In any case, the best algorithm surely depends on your use case, i.e., the sizes of x and xbin_edges. I.e., for short vectors x an O(n) search exploiting that both x and xbin_edges are sorted could be faster than the binary search of searchsortedfirst due to memory locality (binary search does random access in any case). Have not benchmarked this though …

Dan · December 14, 2022, 11:25am

Since performance juice has been squeezed from this function. Here is another version that taps some succinctness juice:

using StatsBase, BlockedArrays

x = rand(1000); y = rand(1000); xbin_edges = 0:0.1:1; method = :mean

function bin4(x, y, b, f = mean)
    p = sortperm(mortar([x,b]))
    bins = findall(p.>length(x))
    bin_count = diff(bins).-1
    x_binned = f.(x[p[bins[i]+1:bins[i+1]-1]] for i in 1:length(b)-1)
    y_binned = f.(y[p[bins[i]+1:bins[i+1]-1],:] for i in 1:length(b)-1)
    return x_binned, y_binned, bin_count
end

Gives similar results:

julia> ans4 = bin4(x, y, xbin_edges)
([0.05121915383957467, 0.14802010669692384, 0.25479136196099045, 0.3534202855299341, 0.44822152654780295, 0.5520721732892945, 0.6471681681318727, 0.7462173706421277, 0.8528325708490744, 0.9481594827553909], 
 [0.4935288649339929, 0.4978985328343402, 0.5233712241230352, 0.5127680432385109, 0.5095357581410285, 0.5337653237252364, 0.5257035473226342, 0.508290731656027, 0.5080514760215488, 0.4612049530088362],
 [69, 108, 107, 97, 109, 104, 99, 101, 99, 107])

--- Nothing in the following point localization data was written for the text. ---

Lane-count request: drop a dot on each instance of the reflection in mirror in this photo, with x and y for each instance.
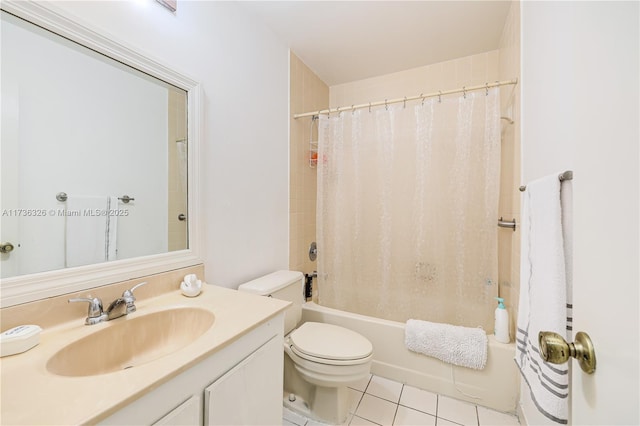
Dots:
(79, 123)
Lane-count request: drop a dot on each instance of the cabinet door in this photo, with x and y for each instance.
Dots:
(251, 392)
(187, 414)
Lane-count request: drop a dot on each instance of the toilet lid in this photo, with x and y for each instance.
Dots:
(328, 341)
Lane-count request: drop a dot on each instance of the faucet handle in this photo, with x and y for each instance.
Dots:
(130, 298)
(95, 313)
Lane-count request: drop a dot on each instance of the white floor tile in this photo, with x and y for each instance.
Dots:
(487, 417)
(376, 410)
(385, 388)
(359, 421)
(354, 399)
(293, 417)
(316, 423)
(419, 399)
(362, 384)
(409, 417)
(457, 411)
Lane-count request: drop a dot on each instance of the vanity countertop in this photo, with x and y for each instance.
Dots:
(32, 395)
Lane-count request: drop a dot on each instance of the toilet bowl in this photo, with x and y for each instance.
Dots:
(321, 360)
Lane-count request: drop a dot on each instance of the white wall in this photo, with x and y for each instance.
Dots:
(580, 109)
(243, 70)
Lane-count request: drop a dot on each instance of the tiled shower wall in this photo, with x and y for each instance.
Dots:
(307, 93)
(509, 241)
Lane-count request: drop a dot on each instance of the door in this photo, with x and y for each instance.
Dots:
(580, 112)
(250, 393)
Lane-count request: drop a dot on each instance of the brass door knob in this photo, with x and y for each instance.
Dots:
(556, 350)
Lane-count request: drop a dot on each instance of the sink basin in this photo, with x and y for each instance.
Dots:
(131, 341)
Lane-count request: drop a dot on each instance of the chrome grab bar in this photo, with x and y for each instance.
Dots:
(507, 224)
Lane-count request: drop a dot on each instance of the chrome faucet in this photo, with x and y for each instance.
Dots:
(94, 313)
(123, 305)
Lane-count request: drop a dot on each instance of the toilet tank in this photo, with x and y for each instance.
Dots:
(283, 285)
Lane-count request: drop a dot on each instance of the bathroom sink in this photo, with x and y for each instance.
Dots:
(131, 341)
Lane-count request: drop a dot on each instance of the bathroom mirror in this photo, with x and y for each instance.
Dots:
(97, 155)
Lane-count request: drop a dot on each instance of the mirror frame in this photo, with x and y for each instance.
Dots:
(27, 288)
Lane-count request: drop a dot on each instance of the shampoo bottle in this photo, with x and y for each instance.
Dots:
(501, 328)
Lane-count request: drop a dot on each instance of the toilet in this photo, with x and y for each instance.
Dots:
(321, 360)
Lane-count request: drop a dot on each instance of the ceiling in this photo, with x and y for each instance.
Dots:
(344, 41)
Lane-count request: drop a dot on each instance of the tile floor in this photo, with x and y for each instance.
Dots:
(380, 401)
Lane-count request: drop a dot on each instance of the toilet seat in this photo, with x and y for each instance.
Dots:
(330, 344)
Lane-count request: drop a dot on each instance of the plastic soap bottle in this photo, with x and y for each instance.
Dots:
(501, 328)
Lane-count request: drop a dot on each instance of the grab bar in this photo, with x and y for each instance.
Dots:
(62, 197)
(507, 224)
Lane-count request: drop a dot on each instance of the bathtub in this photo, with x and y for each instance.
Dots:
(496, 386)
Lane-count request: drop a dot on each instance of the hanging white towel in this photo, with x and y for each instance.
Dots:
(454, 344)
(544, 304)
(90, 230)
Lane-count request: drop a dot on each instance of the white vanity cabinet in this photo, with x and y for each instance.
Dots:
(241, 384)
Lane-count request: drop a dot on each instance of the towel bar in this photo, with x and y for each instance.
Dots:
(507, 224)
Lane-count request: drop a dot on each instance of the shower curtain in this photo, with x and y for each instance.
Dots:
(407, 210)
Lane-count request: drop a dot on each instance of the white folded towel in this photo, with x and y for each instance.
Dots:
(454, 344)
(544, 298)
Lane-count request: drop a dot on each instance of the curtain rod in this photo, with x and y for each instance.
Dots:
(405, 99)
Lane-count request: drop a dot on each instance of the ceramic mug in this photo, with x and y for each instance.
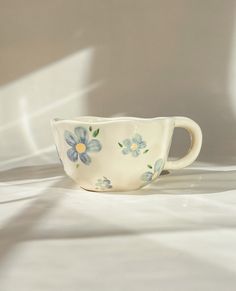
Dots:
(120, 154)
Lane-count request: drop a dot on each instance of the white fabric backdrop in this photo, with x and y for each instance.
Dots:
(144, 58)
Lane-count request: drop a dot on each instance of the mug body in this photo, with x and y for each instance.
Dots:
(113, 154)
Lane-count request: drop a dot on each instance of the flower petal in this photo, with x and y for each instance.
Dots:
(137, 138)
(82, 134)
(94, 146)
(142, 145)
(125, 151)
(70, 138)
(72, 154)
(158, 165)
(147, 177)
(127, 142)
(85, 158)
(135, 153)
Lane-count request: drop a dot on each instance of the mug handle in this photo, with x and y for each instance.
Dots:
(196, 142)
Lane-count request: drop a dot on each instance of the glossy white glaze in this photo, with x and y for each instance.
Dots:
(120, 154)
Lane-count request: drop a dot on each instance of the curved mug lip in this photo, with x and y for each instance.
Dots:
(104, 120)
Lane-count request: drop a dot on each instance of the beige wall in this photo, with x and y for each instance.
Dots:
(132, 57)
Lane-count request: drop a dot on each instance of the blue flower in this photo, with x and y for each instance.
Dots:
(103, 184)
(150, 176)
(133, 145)
(81, 145)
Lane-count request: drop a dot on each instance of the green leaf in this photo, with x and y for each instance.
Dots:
(96, 132)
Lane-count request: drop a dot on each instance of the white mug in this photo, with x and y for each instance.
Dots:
(120, 154)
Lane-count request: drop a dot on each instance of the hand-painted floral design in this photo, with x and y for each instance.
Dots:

This version can also be optimized a bit for performance (but it isn’t too bad).

alex-s-gardner · December 14, 2022, 5:10pm

Taking into account @bertschi comments and simplifying gives a highly performant and readable solution:

function bin5(
    x::Vector{<:Number},
    y::Array{<:Number},
    xbin_edges::Union{Vector{<:Number},StepRangeLen{}};
    method::F = mean,
) where {F<:Function}
    
    issorted(xbin_edges; lt = <) || error("xbin_edges not sorted")
    ndims(y) > 2 && error("y must be a vector or matrix")
    size(x, 1) == size(y, 1) || error("x and y must have the same number of rows")
    
    # sort along x for faster binning
    if !issorted(x)
        p = sortperm(x)
        x = x[p]
        y = y isa Vector ? y[p] : y[p,:]
    end

    # initialize outputs
    ind = Int[searchsortedfirst(x, be) for be in xbin_edges]
    n_bin = length(xbin_edges) - 1
    x_binned = zeros(eltype(x), n_bin)
    y_binned = zeros(eltype(y), n_bin, size(y, 2))
    bin_count = zeros(Int, size(x_binned))
 
    # find binned values
    for i = 1:n_bin
        bin_count[i] = ind[i+1] - ind[i]
        if bin_count[i] > 0
            x_binned[i] = method(@view x[ind[i]:(ind[i+1]-1)])
            y_binned[i, :] = method((@view y[ind[i]:(ind[i+1]-1), :]), dims = 1)
        end
    end

    return x_binned, y_binned, bin_count
end

using Statistics, BenchmarkTools
n = 1000;
x = rand(n); y = rand(n); xbin_edges = 0:0.1:1;
@benchmark bin5(x, y, xbin_edges; method=mean)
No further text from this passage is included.